O Cfem (Compensação Financeira pela Exploração de Recursos Minerais) pode ser uma das formas de desenvolvimento popular. Ela deve ser uma contribuição vinculada, isso é, seus recursos devem ser destinados aos programas sociais de desenvolvimento, principalmente, local, nos municípios mineradores. Pra tanto, precisamos de organização e de gente dedicada. Só assim conseguiremos acabar com a miséria característica dos municípios mineradores de Minas Gerais. O campo de ação é limitado, a desigualdade e alguns níveis de pobreza persistirão, mas mesmo assim precisamos ocupá-lo.
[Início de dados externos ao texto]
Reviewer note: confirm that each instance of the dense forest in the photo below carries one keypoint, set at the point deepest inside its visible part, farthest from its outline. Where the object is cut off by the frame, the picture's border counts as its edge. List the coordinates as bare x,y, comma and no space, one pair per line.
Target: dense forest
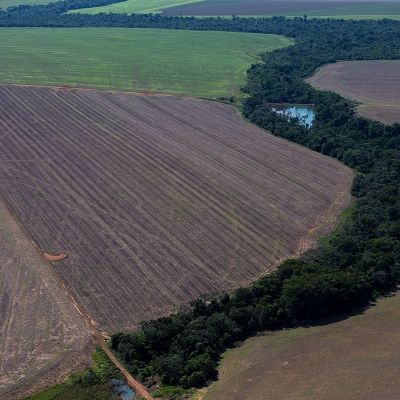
352,267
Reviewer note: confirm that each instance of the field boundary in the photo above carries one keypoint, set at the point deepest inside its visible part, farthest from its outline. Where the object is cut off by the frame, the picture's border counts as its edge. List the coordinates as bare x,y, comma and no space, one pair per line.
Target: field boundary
134,384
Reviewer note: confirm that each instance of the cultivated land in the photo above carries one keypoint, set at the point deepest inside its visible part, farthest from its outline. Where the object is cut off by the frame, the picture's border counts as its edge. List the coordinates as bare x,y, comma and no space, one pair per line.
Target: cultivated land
43,338
355,358
136,6
156,200
208,64
4,4
376,84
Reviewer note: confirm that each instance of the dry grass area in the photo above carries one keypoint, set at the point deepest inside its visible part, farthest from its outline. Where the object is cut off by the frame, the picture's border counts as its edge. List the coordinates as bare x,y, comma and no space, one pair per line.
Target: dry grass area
43,339
354,358
157,200
376,84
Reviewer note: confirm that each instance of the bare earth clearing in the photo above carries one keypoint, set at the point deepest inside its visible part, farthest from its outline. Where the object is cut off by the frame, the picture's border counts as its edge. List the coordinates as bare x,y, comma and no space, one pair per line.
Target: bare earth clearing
355,358
43,339
156,200
376,84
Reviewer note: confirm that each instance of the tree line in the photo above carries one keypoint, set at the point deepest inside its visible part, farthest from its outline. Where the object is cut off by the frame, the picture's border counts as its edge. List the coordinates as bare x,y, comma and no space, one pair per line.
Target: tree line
354,266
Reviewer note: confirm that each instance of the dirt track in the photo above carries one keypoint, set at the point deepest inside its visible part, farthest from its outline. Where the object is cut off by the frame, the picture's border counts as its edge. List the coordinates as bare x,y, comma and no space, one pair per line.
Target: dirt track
135,385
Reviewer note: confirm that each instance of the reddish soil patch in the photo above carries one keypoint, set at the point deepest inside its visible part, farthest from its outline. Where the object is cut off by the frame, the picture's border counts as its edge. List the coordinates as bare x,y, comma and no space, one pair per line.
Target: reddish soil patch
212,7
353,358
376,84
57,257
157,199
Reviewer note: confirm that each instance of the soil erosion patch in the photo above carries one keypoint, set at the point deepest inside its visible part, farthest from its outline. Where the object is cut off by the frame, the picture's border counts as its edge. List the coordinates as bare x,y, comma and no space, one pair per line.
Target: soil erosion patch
376,84
157,200
43,339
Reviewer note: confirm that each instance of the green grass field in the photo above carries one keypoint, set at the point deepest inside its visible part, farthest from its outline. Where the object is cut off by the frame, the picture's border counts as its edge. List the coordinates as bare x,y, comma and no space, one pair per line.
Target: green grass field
136,6
204,64
372,11
377,10
11,3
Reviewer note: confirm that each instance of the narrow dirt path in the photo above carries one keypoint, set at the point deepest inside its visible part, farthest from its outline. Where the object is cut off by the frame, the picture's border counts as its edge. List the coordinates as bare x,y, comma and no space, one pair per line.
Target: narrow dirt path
138,388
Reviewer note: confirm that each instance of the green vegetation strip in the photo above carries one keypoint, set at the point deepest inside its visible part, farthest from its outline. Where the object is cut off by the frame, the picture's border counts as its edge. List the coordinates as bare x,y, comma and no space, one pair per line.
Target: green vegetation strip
207,64
136,6
89,384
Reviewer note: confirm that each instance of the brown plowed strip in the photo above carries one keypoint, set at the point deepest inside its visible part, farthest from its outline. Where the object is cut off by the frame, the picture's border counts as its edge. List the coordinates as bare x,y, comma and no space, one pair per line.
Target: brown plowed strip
58,257
138,388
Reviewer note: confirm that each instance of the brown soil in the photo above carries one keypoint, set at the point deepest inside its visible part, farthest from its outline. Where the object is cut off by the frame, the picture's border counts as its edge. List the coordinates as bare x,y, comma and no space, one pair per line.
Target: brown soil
58,257
43,339
158,198
376,84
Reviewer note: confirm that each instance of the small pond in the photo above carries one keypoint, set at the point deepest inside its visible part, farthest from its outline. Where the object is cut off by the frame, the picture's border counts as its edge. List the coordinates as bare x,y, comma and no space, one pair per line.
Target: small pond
120,390
305,114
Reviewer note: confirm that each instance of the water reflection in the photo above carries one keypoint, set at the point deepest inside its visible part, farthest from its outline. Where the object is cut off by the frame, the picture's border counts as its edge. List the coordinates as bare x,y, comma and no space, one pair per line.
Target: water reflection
305,114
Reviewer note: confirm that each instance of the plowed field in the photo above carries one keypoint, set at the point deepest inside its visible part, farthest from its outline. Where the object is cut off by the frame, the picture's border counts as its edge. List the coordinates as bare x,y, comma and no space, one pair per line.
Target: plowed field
376,84
350,359
42,337
156,200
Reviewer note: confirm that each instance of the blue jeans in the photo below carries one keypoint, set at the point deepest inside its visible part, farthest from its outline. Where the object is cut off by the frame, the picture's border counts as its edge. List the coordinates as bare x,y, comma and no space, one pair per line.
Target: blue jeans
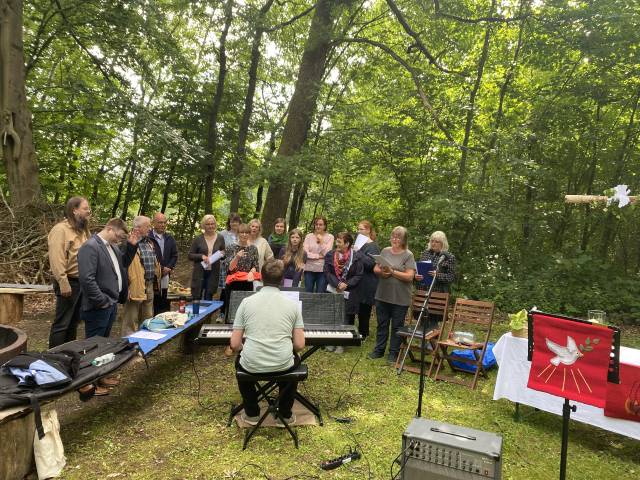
98,322
315,282
392,315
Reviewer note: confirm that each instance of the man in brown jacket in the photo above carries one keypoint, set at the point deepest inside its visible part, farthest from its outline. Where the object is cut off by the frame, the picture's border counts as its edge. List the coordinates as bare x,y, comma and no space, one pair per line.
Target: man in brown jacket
65,239
144,276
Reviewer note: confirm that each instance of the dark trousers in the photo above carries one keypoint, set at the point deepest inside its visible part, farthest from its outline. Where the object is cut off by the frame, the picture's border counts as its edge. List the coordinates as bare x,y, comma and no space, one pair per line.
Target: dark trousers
249,392
160,302
65,324
315,282
98,322
232,287
389,315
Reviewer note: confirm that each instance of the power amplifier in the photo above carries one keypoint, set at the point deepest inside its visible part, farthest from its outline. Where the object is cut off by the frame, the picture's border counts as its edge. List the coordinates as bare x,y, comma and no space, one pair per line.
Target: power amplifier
439,451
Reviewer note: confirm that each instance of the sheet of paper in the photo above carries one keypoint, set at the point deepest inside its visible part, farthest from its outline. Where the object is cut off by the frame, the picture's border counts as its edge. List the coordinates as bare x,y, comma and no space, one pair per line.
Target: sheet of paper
360,241
295,296
147,335
213,258
380,260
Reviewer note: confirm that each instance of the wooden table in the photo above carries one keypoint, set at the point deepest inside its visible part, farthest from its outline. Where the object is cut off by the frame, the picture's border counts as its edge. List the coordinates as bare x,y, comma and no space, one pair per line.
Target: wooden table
12,300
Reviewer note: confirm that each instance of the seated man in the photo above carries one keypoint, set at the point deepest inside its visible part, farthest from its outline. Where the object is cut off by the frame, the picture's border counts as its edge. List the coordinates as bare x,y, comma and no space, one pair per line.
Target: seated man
274,333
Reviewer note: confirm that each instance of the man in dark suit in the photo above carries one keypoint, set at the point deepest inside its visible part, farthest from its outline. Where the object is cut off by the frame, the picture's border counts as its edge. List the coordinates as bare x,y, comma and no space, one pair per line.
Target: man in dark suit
167,254
103,276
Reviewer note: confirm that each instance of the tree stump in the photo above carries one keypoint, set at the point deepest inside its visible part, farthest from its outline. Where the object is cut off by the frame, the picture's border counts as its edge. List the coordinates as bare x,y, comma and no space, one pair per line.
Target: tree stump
11,307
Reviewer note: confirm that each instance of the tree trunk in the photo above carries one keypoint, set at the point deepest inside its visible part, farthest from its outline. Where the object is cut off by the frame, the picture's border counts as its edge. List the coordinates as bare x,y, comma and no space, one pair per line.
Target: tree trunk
610,220
167,185
16,137
241,150
301,108
472,102
123,178
212,136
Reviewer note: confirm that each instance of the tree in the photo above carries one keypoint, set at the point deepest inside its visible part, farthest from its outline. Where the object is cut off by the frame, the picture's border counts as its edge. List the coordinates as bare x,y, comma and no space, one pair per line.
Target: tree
18,151
301,108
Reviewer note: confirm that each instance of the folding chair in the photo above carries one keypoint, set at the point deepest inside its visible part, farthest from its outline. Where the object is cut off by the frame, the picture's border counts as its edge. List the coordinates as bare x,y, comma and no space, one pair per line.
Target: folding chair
439,305
473,316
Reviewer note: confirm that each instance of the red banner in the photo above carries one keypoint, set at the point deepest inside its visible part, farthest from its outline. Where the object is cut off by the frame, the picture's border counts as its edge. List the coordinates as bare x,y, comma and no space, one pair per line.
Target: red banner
570,359
623,399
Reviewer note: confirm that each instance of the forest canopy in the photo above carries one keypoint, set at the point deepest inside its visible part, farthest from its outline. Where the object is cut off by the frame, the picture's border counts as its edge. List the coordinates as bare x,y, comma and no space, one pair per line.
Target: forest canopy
471,117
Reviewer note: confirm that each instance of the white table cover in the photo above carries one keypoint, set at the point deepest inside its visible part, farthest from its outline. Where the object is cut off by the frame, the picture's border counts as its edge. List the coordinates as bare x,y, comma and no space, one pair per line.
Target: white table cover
513,375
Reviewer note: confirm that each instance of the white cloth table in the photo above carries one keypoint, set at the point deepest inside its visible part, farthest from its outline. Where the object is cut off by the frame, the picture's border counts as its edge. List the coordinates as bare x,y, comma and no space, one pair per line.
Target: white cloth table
513,375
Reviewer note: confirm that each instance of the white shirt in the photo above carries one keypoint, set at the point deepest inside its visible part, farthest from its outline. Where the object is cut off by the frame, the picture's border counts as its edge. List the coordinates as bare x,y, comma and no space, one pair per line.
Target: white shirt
114,259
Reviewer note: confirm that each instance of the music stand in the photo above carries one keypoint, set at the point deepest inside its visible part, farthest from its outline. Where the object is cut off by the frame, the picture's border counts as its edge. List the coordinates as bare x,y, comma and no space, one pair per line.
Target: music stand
612,376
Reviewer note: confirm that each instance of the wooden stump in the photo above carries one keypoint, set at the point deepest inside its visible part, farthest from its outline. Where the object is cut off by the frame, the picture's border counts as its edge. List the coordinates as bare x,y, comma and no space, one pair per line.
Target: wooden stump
16,447
11,308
Enfim, foi de grande valia o congresso. Percebi que a atual Democracia, no Capitalismo, é o regime político no qual a elite decide o que é melhor para o povo. Enquanto existir a divisão de classes será assim. Obviamente, é preferível a uma ditadura, mas para mim fica claro a necessidade de aprofundarmos essa Democracia. Também é evidente, que nossa elite não ficará olhando de braços cruzados. Dia após dia, se utilizam de seu poder econômico para manipular a opinião pública e estabelecer a hegemonia burguesa por pequenas concessões ao povo. Pois então devemos agudizar ao máximo a democracia, o que só poderá ser feito pelas massas.